Propos recueillis par Matthieu Giroux  Publié le 21 novembre 2021

Si le mot fascine, la réalité de l’exorcisme reste mal connue du grand public. L’anthropologue Olivia Legrip-Randriambelo, qui vient de publier une anthologie de textes sur le sujet, fait le point sur cette pratique toujours utilisée aujourd’hui.

Don Gabriele Amorth, exorciste du diocèse de Rome et président d’honneur de l’Association des exorcistes, à Rome, en octobre 2005.

Qui sont les exorcistes ? Qui sont les possédés, les démons et les diables à exorciser ? Comment se déroule une séance d’exorcisme ? Chercheuse à l’université de Lyon II et corédactrice en chef de la revue de sciences sociales Emulations, Olivia Legrip-Randriambelo vient de publier, aux éditions du Cerf, Le Combat contre le diable, un recueil de textes sur l’exorcisme qui couvre une période de cinq siècles (du XVIe au XXIe siècle). L’ouvrage éclaire la réalité historique d’une pratique souvent mal comprise et réduite à quelques clichés spectaculaires.

Votre livre compile des textes traitant de l’exorcisme du XVIe siècle à aujourd’hui. Est-ce à dire que la pratique n’existait pas avant le XVIe siècle, qu’elle a commencé à être ritualisée à cette époque, ou que la documentation historique antérieure fait défaut ?

Des exorcismes sont relatés dès l’Antiquité. L’exorcisme apparaît très tôt dans la tradition chrétienne (dès les premiers siècles de notre ère) et des textes bibliques disent que Jésus lui-même a fait des exorcismes. Ce rituel est particulièrement répandu entre les XIIe et XVIIe siècles. Pour le XVsiècle, l’exorcisme est évoqué en parallèle des chasses aux sorcières. Le XVIe siècle est celui des grandes publications autour des notions de « démonologie », « démonomanie », etc.

Ces ouvrages prennent la forme de manuels, de rituels ou de récits de possession, d’exorcisme et de procès en sorcellerie. Les plus connus sont publiés pendant la période de l’Inquisition : Le Marteau des Sorcières paru en 1487, de Jacob Sprenger et Heinrich Institoris, La Démonomanie des sorciers en 1602, de Jean Bodin, Le Discours exécrable des sorciers, également en 1602 de Henry Boguet, ou encore le Tableau de l’inconstance des mauvais anges et démons paru en 1612 de Pierre de Lancre.

« Jésus lui-même a fait des exorcismes »

En ce qui concerne mon livre, le choix a été fait de débuter le recueil de textes au XVIe siècle pour plusieurs raisons. D’une part, les sources imprimées sont plus nombreuses à partir de cette époque. D’autre part, surtout, le XVIe siècle est marqué par la Réforme protestante qui impose un tournant dans les pratiques rituelles chrétiennes, dont l’exorcisme. De plus, peu après, les rituels exorcistes ont été soumis aux règles établies par le grand rituel romain édicté par le pape Paul V en 1614.
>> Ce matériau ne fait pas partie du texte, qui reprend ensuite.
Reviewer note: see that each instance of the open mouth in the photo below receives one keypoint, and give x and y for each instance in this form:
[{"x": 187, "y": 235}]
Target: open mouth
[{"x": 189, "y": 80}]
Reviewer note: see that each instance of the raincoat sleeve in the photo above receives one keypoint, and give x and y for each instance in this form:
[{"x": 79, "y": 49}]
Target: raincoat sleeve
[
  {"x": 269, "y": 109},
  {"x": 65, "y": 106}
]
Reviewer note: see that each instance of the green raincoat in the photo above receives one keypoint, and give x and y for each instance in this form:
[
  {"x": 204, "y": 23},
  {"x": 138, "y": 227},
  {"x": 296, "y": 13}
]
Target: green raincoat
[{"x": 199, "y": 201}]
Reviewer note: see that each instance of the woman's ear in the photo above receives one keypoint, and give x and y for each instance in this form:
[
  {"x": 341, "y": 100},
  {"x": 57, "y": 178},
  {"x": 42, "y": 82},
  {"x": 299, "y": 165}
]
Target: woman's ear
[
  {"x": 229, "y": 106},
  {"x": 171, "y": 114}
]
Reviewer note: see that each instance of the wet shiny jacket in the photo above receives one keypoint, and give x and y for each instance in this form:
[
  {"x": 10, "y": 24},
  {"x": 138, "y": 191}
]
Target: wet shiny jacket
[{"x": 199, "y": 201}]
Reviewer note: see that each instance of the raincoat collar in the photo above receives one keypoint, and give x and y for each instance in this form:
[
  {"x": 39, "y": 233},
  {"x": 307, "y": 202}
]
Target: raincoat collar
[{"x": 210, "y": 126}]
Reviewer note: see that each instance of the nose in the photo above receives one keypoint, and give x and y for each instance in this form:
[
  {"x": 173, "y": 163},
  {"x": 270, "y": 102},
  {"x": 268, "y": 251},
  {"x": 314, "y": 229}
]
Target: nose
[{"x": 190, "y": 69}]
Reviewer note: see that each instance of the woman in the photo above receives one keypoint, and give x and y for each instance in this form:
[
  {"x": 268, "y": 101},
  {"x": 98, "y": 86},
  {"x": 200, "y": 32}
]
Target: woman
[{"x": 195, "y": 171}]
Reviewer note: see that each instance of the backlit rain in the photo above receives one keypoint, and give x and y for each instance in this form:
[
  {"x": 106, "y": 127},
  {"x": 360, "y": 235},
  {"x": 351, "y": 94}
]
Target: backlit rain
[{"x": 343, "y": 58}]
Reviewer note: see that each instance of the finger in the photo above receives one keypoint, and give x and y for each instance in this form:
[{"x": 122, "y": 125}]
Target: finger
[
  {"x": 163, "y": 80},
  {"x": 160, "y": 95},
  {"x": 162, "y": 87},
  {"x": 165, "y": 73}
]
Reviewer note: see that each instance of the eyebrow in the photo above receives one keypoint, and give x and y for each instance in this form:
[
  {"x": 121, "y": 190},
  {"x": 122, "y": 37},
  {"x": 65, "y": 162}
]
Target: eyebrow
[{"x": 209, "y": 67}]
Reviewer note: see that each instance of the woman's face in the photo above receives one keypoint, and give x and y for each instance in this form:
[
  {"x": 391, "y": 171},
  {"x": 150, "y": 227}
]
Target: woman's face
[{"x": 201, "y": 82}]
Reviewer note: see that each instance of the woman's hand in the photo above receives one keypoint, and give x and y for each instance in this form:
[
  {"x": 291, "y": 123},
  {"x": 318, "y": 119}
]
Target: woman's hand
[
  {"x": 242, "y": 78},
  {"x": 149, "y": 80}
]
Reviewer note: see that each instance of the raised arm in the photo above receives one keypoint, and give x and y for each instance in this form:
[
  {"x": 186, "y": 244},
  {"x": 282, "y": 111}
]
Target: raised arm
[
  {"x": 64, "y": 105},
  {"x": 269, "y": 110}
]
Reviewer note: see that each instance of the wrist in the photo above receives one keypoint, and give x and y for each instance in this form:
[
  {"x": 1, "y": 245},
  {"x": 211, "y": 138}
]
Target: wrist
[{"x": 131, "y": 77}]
L’exorcisme et les cas de possession ne se limitent pas à la chrétienté. Comment se manifestent-ils dans les autres civilisations ? 

Si le terme « exorcisme » est utilisé dans le vocabulaire chrétien, il se définit comme une action rituelle qui vise à identifier une entité néfaste (un esprit, un démon, un génie, le diable, etc.) puis à l’expulser en dehors d’un individu, d’un objet ou d’un lieu dont elle a pris possession.

Ces phénomènes d’expulsion rituelle sont observables dans de nombreux contextes religieux (l’islam, le judaïsme, l’hindouisme, le bouddhisme, etc.), mais aussi dans les discours qui donnent des interprétations sorcellaires aux souffrances humaines (pour prendre des études anthropologiques classiques : au Soudan chez les Azandé – voir les études d’Edward Evans-Pritchard ; en France en Mayenne – celles de Jeanne Favret-Saada) et à différentes périodes historiques (la Haute Antiquité, l’ancienne Mésopotamie ou la période byzantine).

Par ailleurs, couvrir une période allant du XVIe à aujourd’hui a demandé de faire des choix drastiques. Il aurait été encore plus difficile de se confronter à des choix cohérents et pertinents en empruntant des exemples à divers contextes religieux et à des époques différentes.

Après la Réforme protestante, le concile de Trente (1545-1563) joue un rôle important dans la Renaissance catholique et, selon vous, « [ses] décisions ont armé les prêtres pour affronter la vague de démonolâtrie en cours ». De quelle manière ?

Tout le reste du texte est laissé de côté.